On 2022-08-13 03:03, gah4 wrote:
> On Friday, August 12, 2022 at 3:38:31 PM UTC-7, Johnny Billquist wrote:
>
> (snip)
>
>> I find that claim incredibly hard to believe. Can you give some examples
>> of this? Because even RSX, which is just a primitive predecessor of VMS
>> do not have such behavior. Everything in the kernel is completely hidden
>> and out of scope for a process, and the only way to do or get to
>> anything is through system calls. And that is generally true of almost
>> any reasonable multiuser, timesharing, memory protected operating system.
>
> Does timesharing mean interactive?

No. I just tried to limit myself to systems that fulfilled all those
attributes as systems where this isolation would be obvious. It was not
meant to be read that all timesharing systems are interactive, or that
all multiuser systems have memory protection, or any combination of
attributes means that all of those attributes apply or are necessary.
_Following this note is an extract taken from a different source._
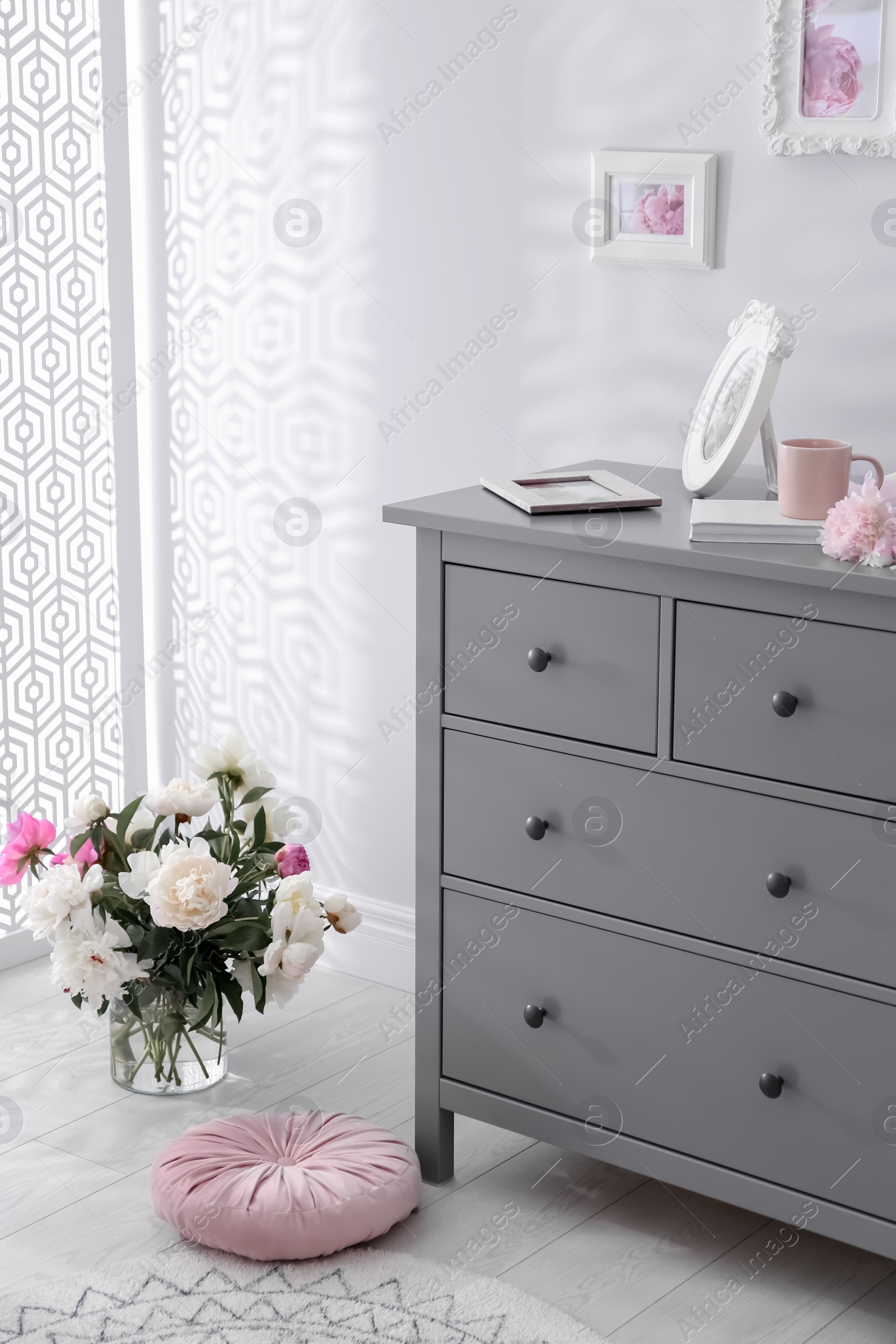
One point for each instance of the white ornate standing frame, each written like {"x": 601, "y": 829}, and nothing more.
{"x": 792, "y": 133}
Unix systems, of which Linux is one, used to also not have that
isolation. In the old days, a lot of things were done by opening
/dev/kmem, and read through the kernel memory. Which then had to be done
in combination with reading the kernel symbol table in order to find out
where in kernel memory to read. This was always ugly, risky and tricky.
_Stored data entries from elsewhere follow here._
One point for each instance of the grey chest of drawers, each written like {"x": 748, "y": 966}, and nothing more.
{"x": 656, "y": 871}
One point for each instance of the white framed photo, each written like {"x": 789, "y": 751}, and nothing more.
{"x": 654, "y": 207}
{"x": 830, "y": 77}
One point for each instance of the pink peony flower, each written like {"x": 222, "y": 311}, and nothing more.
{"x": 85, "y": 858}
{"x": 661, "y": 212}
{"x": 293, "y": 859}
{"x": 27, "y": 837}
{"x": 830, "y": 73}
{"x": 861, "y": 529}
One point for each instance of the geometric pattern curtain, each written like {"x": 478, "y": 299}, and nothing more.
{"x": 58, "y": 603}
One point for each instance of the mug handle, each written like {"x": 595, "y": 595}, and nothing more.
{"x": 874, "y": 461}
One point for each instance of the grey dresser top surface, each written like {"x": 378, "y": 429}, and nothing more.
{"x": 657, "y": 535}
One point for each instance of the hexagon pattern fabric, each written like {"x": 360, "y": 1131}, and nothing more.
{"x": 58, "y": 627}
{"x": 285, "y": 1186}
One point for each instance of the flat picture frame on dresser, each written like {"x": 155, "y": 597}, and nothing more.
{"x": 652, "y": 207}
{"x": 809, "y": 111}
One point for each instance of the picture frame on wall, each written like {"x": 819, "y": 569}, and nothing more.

They obviously learned that this is no good, and got away from it. The
fact that VMS still have this is very surprising to me. I would have
thought it never had it to start with. Like I said, RSX do not. But in a
way that was easier/more obvious on a PDP-11, since it's not such a flat
address space as on the VAX. Kernel space on a PDP-11 is generally not
even possible to see from user space, and you'd have to mess things up,
and use extra resources there. On the VAX, the kernel space is always a
part of your address space, but I would expect it to normally all have
been fully protected from user space access. But now I'm being told it
actually isn't with VMS. I guess they might have been concerned about
performance, but this is a sad state and excuse.